Search code examples
context-free-grammarregular-language

Computer Theory: CFG and Regular Languages


I am in the process of learning computer theory from a book by Daniel I.A. Cohen. My first problem is that I don't fully understand the words being generated by a regular expression.

Let's take this for example: (aaa+b)*

My understanding is that this will generate either:

  • No words - because the entire expression is followed by *, which is 0 or more occurrences.
  • Words of this form: aaab aaabaaab aaabaaabaaab, i.e, the same expression repeated infinite times.
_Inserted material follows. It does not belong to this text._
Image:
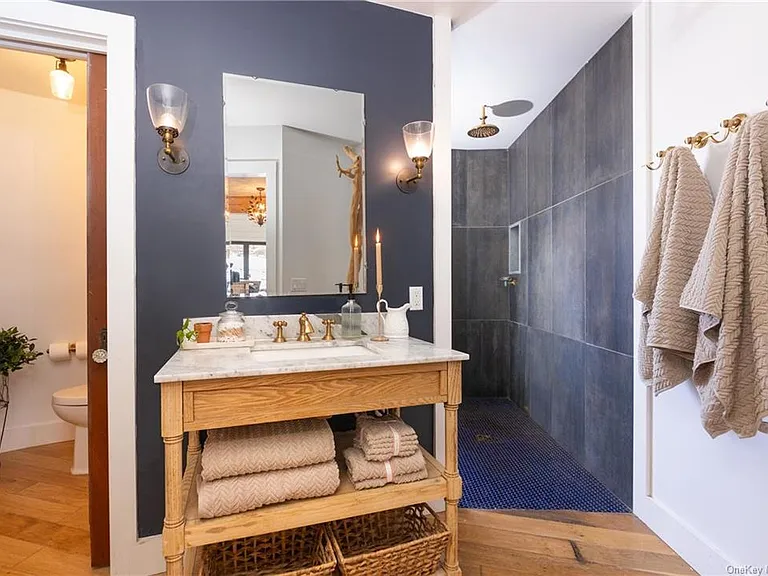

Please advise if my thinking on this is correct and help me understand this better if I'm off track.

Next, in general, for a given regular expression, how do I go about converting it to a CFG? Is there a formula or some kind of standard practice to do so? You may use the above regular expression or any expression for that matter as an example.

Thanks in advance!

Based on what has been discussed in the answer and comments to that answer, I assume the FA looks something like this:

FA


Solution

  • Regular expression is a vast topic. Not everything can be explained in one post. I suggest you read about regex from Regular-Expressions.info

    Here I will explain what your patterns will match in context of the quantifiers you used.

    Quantifiers:

    • + will match one or more patterns.

    • * will match 0 or more.

    Regex: (aaa+b)*

    Explanation:

    • Your first point is correct that it will match nothing as * quantifier is used.

    • However your second point is incomplete. As you can see + is after a. It will be applied to only last a and it means one or more a. So following patterns will also be a match.

    • aaaab: notice that there are first three a and then one a which matches the repetition caused by +

    • aaaaaabaab: Here the first aaaaaab will be submatch of the whole match.

    You can better understand visually here.